Hasan Minhaj Talks Muslim Community and the Hustle at PEN World Voices


Corey Rome

Hasan Minhaj at the PEN World Voices Festival on April 22. Minhaj discussed his comedy and being Muslim in the era of President Donald Trump.

Joel Lee, Staff Writer

When Wajahat Ali asked how Hasan Minhaj persuades the “modern whites,” or the white gatekeepers of the entertainment industry, to fund his projects, Minhaj explained the necessary audacity to believe in one’s projects.

Minhaj’s optimistic mentality fuels his hustle. Minhaj, comedian and senior correspondent for “The Daily Show with Trevor Noah,” sat down with journalist and award-winning playwright Ali at the PEN World Voices Festival on Sunday to discuss comedy and being Muslim in the era of President Donald Trump.

“To me, I’m playing offense,” Minhaj said. “I’m not asking for your permission; I’m asking for your support. The check is already clear. I already paid for the publicist. It’s happening. Every artist you love thinks they’re an anomaly. Kanye thinks he’s an anomaly. All these guys think that they’re going to make it happen, so they act like it. So my advice is to recognize the dollars behind your work.”

Ali stole the show with his comedic mediation, jokes and ongoing banter with Minhaj as they reflected on Minhaj’s success and his position as a visible member of the Muslim community. Minhaj joked that for his Pizza Hut commercial to promote his 2017 Netflix special “Hasan Minhaj: Homecoming King,” he made sure he wasn’t displaying pork, a prohibited food in Islam, to “keep it halal” for the Muslims that would watch the commercial. Minhaj’s small yet significant detail in his commercial reflects his awareness throughout his successful career.
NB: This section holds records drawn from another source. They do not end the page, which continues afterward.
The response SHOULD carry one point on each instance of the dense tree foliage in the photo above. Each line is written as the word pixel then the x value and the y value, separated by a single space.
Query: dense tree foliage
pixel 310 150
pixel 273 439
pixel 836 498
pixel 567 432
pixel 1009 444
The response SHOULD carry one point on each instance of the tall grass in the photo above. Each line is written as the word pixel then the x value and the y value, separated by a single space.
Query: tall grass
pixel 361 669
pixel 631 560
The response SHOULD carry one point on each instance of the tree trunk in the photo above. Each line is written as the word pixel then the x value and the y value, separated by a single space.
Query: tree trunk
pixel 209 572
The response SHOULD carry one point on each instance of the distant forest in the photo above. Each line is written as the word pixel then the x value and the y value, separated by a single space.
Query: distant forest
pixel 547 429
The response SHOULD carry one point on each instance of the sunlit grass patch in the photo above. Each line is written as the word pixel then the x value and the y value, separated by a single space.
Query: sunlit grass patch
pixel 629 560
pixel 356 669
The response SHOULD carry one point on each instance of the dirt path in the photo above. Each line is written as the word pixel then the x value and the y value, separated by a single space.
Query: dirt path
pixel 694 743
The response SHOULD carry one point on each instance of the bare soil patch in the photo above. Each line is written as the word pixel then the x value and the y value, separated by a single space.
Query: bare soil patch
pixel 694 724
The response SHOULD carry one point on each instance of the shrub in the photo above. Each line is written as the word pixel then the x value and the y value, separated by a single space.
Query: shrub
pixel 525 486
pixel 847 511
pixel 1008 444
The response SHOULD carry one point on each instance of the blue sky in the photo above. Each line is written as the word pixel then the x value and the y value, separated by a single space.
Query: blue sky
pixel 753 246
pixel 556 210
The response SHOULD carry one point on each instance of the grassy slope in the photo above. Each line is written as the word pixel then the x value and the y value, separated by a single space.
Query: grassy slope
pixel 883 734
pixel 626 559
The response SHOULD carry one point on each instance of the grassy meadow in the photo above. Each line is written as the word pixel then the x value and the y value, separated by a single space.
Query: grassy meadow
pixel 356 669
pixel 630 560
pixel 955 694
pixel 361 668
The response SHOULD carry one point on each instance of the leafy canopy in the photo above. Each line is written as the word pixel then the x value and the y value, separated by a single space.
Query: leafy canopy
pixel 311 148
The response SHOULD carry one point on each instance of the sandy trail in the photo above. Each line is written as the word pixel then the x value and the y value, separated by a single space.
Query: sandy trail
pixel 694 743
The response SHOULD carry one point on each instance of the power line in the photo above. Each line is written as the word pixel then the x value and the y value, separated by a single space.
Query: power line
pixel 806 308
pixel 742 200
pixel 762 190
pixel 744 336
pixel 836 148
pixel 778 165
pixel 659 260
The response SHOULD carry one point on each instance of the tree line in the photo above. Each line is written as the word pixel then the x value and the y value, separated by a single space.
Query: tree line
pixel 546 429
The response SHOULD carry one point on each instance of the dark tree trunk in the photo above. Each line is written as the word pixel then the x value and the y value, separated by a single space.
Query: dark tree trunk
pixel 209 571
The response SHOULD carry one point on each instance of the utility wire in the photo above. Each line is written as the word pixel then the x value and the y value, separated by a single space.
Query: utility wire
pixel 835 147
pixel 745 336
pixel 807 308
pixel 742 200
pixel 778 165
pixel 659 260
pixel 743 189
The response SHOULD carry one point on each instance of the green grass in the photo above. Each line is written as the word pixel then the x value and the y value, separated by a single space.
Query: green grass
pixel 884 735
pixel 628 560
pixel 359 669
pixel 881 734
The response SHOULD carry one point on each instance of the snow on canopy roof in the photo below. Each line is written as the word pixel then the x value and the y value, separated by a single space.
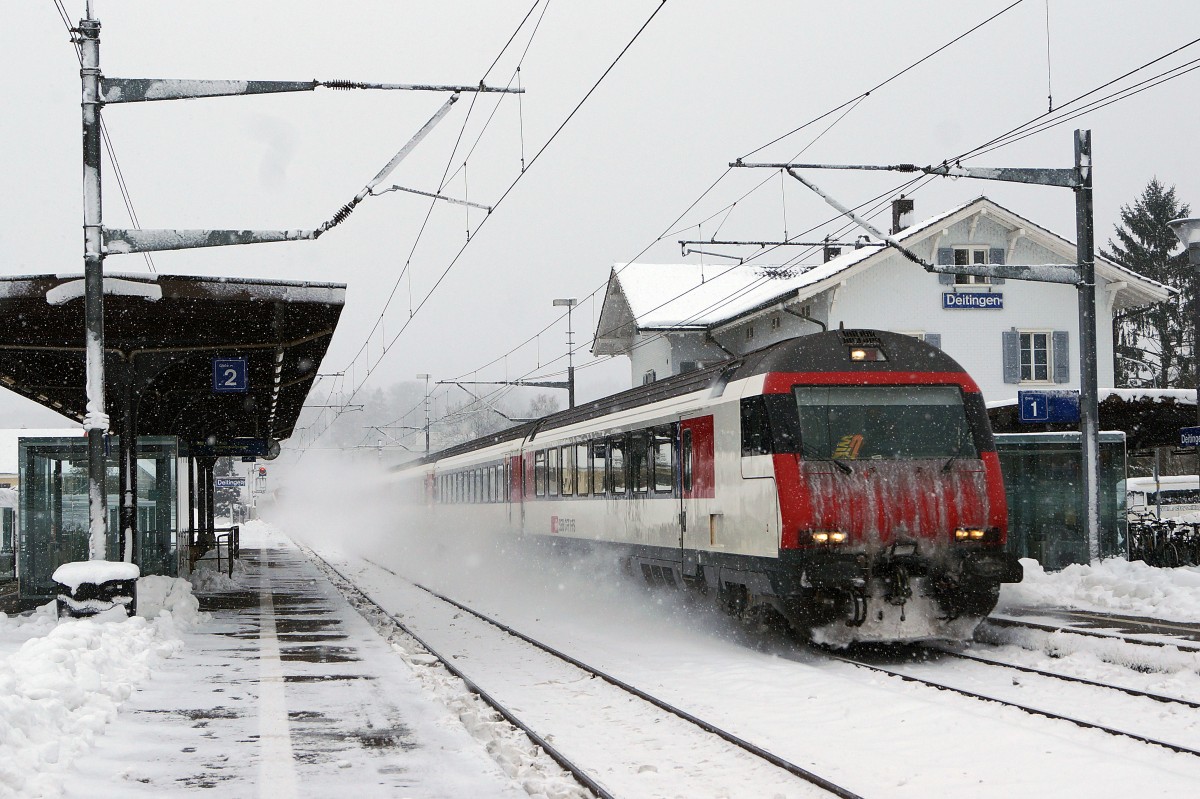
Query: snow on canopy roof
pixel 693 295
pixel 1165 481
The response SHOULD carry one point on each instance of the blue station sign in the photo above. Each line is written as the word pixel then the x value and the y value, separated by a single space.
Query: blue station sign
pixel 973 300
pixel 1053 407
pixel 229 376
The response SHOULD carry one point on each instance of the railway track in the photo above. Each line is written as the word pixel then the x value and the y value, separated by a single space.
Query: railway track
pixel 1091 634
pixel 1071 678
pixel 1025 708
pixel 581 774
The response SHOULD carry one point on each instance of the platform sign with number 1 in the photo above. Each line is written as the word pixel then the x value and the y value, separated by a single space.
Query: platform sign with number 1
pixel 229 376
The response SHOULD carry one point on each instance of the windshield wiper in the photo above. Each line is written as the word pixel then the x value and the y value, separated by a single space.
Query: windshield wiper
pixel 954 456
pixel 813 456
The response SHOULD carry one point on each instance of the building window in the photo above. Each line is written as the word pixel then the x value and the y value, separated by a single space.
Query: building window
pixel 971 256
pixel 1037 355
pixel 1035 358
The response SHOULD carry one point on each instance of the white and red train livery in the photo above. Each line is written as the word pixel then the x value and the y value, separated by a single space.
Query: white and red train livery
pixel 846 480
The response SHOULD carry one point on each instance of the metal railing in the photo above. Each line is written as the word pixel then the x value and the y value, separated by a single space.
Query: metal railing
pixel 229 536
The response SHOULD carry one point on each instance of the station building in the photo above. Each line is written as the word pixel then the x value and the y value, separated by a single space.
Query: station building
pixel 1009 336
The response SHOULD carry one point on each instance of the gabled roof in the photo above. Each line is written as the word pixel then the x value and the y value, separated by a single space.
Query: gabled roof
pixel 681 296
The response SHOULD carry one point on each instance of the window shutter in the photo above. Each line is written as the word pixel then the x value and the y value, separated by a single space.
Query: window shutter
pixel 946 258
pixel 996 256
pixel 1011 346
pixel 1061 356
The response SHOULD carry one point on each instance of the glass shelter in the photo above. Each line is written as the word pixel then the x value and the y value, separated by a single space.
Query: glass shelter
pixel 53 508
pixel 1045 503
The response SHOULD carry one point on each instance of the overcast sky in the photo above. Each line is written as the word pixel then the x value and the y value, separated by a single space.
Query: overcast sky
pixel 706 83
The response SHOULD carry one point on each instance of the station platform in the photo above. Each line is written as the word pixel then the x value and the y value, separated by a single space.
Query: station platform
pixel 286 691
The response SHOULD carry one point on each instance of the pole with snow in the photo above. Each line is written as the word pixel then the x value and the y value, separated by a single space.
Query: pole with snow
pixel 96 418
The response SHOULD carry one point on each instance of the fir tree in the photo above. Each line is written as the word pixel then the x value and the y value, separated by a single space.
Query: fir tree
pixel 1155 343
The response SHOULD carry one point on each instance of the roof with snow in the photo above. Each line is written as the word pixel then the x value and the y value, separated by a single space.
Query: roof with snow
pixel 161 336
pixel 681 296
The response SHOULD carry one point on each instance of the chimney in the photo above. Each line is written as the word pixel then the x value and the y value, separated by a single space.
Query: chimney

Minhaj mentioned that when he started doing stand-up, he knew it was a risky career path in comparison to the traditional immigrant perspective of success –– becoming a doctor, lawyer or engineer. So when Minhaj’s father came around to fully support him, Minhaj described his utmost gratitude.

“It’s like having Mufasa be proud of you, to raise you,” Minhaj said. “I feel lucky to have my father be old enough to see my success. My dad — he’s really funny, but every desi uncle doesn’t want to be made fun of, but he’s willing to accept a lot of jokes and be openly made fun of. And I give him a lot of respect, because he sees the bigger message that I’m trying to do in my comedy specials and things. He’s able to see himself as more than a punchline.”

Minhaj furthered by shedding light on the tougher circumstances that Muslim women face and by urging a need for their stories. The audience roared in affirmation, and Fordham junior Amira explained what Minhaj’s talk meant for her.

“Wajahat and Hasan are both very funny people, and I was able to see Muslims have a voice, especially in our society and our age,” Amira said. “It was very inspiring. It was extremely important to hear [Minhaj] talk about Muslim women because it is something that we would all like to hear today as brown women. Brown Muslim women have a lot of potential, and I’m very excited for these upcoming years.”

Ali and Minhaj’s banter and discussion filled with jokes and scenarios only those in the Muslim and South Asian community would understand. They gave comedic and personal voice to the audience as well as hope for young artists to believe in their stories and their work now more than ever.